Trotz ACAB: Diese Schwaben hat Jette Nietzard nicht verdient

Die Aktion mit dem „All Cops are Bastards“-Schriftzug der Grünen-Jugend-Chefin war unanständig - die Reaktionen von Özdemir und Kretschmann sind es aber auch. Ein Kommentar.
Die Grünen haben einen unbedingten Willen zum Machterhalt erst lernen müssen. Aber spätestens seit Rot-Grün möchte die Partei gerne regieren - selbst mit Merz und Söder hätte man sich Schwarz-Grün doch vorstellen können. Die Machtzentrale der „Regierenden Grünen“ ist Baden-Württemberg. Dort brettern Winfried Kretschmann und Cem Özdemir gerade alles und jeden nieder, der zwischen Ihnen und dem Machterhalt steht. Dabei macht man vor der eigenen Partei nicht halt.
„Ich verstehe überhaupt nicht, was die bei uns will,“ polterte der grüne MP aus der Stuttgarter Staatskanzlei gegen Jette Nietzard.
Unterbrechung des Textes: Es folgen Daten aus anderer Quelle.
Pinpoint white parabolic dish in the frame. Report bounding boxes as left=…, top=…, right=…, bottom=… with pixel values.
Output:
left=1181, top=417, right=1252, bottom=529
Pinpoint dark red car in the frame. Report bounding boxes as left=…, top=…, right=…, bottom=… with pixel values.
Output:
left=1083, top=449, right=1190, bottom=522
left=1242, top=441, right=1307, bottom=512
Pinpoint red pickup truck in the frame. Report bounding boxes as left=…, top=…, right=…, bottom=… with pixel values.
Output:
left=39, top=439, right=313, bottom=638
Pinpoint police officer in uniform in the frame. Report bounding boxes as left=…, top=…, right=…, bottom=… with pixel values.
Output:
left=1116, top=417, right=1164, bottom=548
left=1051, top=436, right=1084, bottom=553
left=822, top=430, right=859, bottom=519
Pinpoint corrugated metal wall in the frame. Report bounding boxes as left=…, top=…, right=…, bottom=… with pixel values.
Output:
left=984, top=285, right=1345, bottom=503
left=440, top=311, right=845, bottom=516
Kretschmann, der gefühlt schon länger mit seiner Partei fremdelt, legte der Grünen-Jugend-Chefin gar den Austritt nahe: „Sucht euch die richtige Partei aus und verlasst uns einfach. Wir sind nicht die richtige Adresse für die Art von Gesinnung, die ihr habt.“ Nun - erstens war das mal anders, wir erinnern uns an den jungen Joschka Fischer. Zweitens ist das mindestens einer drüber. Ich bin kein Freund von Jette Nietzard und ihren Aussagen. Der ACAB-Pullover war maximal unanständig. Dennoch - ein Pullover macht noch keine Gesinnung. Und „die“ ist dazu einfach nur abwertend, den Namen der Nachwuchs-Vorsitzenden wird Kretschmann doch wohl kennen.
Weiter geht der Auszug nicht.